Panchanan Panigrahi

Posted on Sep 21, 2024 • Edited on Sep 22, 2024

How To Use Terraform Data Source

#terraform #devops #beginners #aws

What is a Data Source in Terraform?
How Data Sources Work
What we will cover in this project:
Conclusion

Terraform, developed by HashiCorp, is a powerful Infrastructure as Code (IaC) tool that allows users to define, provision, and manage cloud infrastructure across multiple providers such as AWS, Azure, and Google Cloud. By using declarative configuration files, Terraform enables the automation of infrastructure, making it easily version-controlled and shared across teams. This ensures consistency, scalability, and reliability across different environments.

A key concept in Terraform is data sources, which play a vital role in enhancing the accuracy and flexibility of your infrastructure management. In this post, we'll explore what data sources are, how they work, and why they are important for building adaptive, maintainable, and efficient infrastructure.

What is a Data Source in Terraform?

A data source in Terraform is a way to query and retrieve information about existing resources that have already been created, either by Terraform itself or by other means, such as cloud providers. Instead of creating new resources, data sources allow you to reference and incorporate external data into your Terraform configuration.

Data sources provide a powerful mechanism to:

Integrate existing infrastructure: Leverage resources managed outside Terraform (e.g., manually provisioned databases or networks) without recreating them.
Enhance modularity: Data sources enable Terraform modules to dynamically adapt to different environments by fetching relevant information, such as an existing Virtual Private Cloud (VPC) ID or security group rules.
Increase efficiency: Rather than hardcoding values like resource IDs or manually looking up resource properties, data sources allow Terraform to dynamically retrieve and use the most up-to-date data.

How Data Sources Work

In Terraform, a data source is defined using the data block.
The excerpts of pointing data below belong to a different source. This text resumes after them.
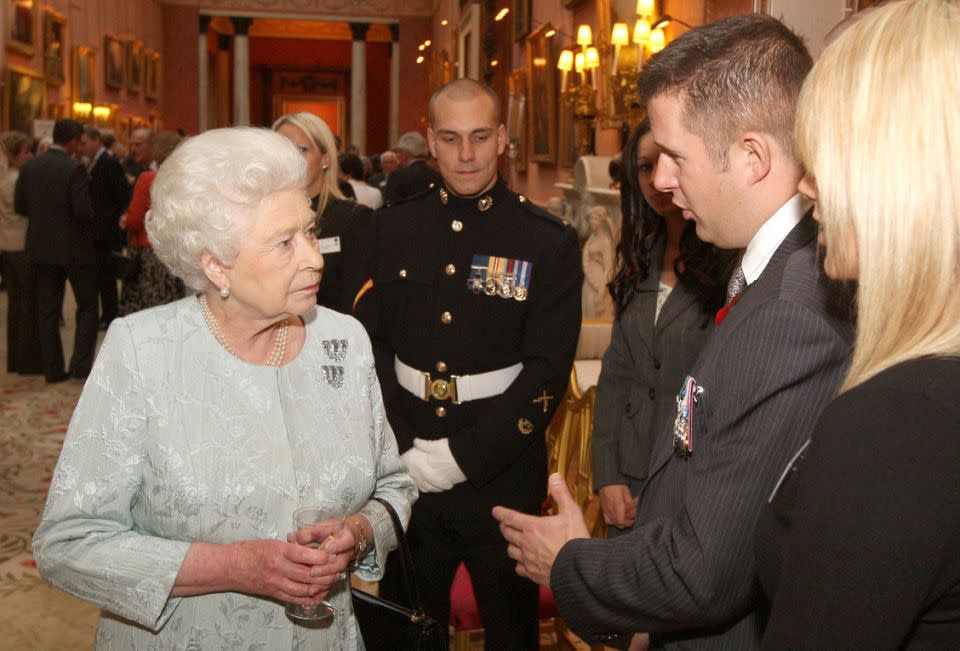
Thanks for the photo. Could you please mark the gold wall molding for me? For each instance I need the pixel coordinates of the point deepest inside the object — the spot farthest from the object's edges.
(346, 8)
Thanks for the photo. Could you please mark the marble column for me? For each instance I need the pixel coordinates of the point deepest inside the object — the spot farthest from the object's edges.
(394, 83)
(358, 87)
(222, 108)
(202, 66)
(241, 71)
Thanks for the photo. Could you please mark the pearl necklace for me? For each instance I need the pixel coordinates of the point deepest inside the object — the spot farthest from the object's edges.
(279, 346)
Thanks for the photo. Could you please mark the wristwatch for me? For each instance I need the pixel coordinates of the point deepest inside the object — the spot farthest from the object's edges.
(360, 536)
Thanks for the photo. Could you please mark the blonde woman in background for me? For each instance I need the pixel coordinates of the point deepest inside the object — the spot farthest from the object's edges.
(859, 547)
(151, 283)
(342, 225)
(23, 344)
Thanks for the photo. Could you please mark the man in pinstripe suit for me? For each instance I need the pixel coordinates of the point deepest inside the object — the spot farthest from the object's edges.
(721, 104)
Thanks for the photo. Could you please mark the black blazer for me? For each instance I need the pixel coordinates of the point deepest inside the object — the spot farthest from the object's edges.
(110, 193)
(424, 249)
(641, 374)
(408, 181)
(344, 226)
(53, 192)
(686, 571)
(859, 547)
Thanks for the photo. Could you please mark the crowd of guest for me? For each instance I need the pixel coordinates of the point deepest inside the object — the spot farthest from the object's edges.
(108, 260)
(774, 438)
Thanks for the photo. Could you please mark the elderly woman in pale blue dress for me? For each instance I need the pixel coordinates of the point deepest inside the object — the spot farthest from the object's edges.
(206, 422)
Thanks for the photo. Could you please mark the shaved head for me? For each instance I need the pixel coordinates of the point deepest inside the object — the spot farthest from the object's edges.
(463, 89)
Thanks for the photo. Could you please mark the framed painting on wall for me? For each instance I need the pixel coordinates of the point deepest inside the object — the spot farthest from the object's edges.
(114, 63)
(21, 16)
(134, 58)
(23, 95)
(541, 98)
(151, 74)
(516, 119)
(84, 74)
(54, 28)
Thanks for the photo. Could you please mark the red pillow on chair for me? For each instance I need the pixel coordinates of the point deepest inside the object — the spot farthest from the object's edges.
(464, 614)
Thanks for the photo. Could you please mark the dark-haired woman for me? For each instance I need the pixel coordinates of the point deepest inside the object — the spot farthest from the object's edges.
(668, 285)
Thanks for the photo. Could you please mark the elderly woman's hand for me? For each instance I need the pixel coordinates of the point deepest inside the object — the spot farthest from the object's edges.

When executed, Terraform queries the specified provider for the requested data, retrieves it, and makes it available within the configuration.

Syntax of data block:



data "<PROVIDER>_<RESOURCE_TYPE>" "<NAME>" {
  # Configuration arguments
}

Syntax for reference to this data block resource attribute:



data.<provider>_<resource_type>.<name>.<attribute>

These things may look overwhelming to you, so let's understand data source through a hands-on example project.

What we will cover in this project:

In this project, we’ll explore how to leverage Terraform Data Sources to retrieve and use existing AWS resources, specifically the default VPC and its associated subnets. We will create an Ubuntu EC2 instance, install Nginx, and associate the instance with the default VPC and a specific subnet using Terraform’s data sources. By doing this, you’ll gain a clear understanding of how data sources work and how they can make your Terraform configurations more dynamic and flexible.

AWS provides a default VPC and subnets in each region, which are ready to use. These resources are often sufficient for basic projects. If you don’t already have a default VPC in your AWS environment, follow these steps to create one:

Navigate to the VPC section of the AWS Console.
On the left-hand menu, click Your VPCs.
Click on the Actions dropdown menu.
Select Create Default VPC.

This will automatically create the default VPC and associated subnets, which you can then use in your Terraform configuration.

If you get stuck at any point, you can refer to the code examples and configurations in my GitHub repo for this blog: Terraform_Data_source.

Now create any directory and a file called main.tf inside that. Add the following code snippet to this main.tf file.

Create Terraform configuration files:

In the first step, we have to tell terraform that we will be deploying infrastructure on AWS. We can do this by configuring the AWS cloud provider plugin.



terraform {
  required_version = ">= 1.0"

  required_providers {
    aws = {
      source  = "hashicorp/aws"
      version = "~> 5.56"
    }
  }
}

This configuration tells Terraform to use the AWS provider and ensures compatibility with Terraform version 1.0 or higher. The provider version is locked to maintain stability and prevent unexpected updates.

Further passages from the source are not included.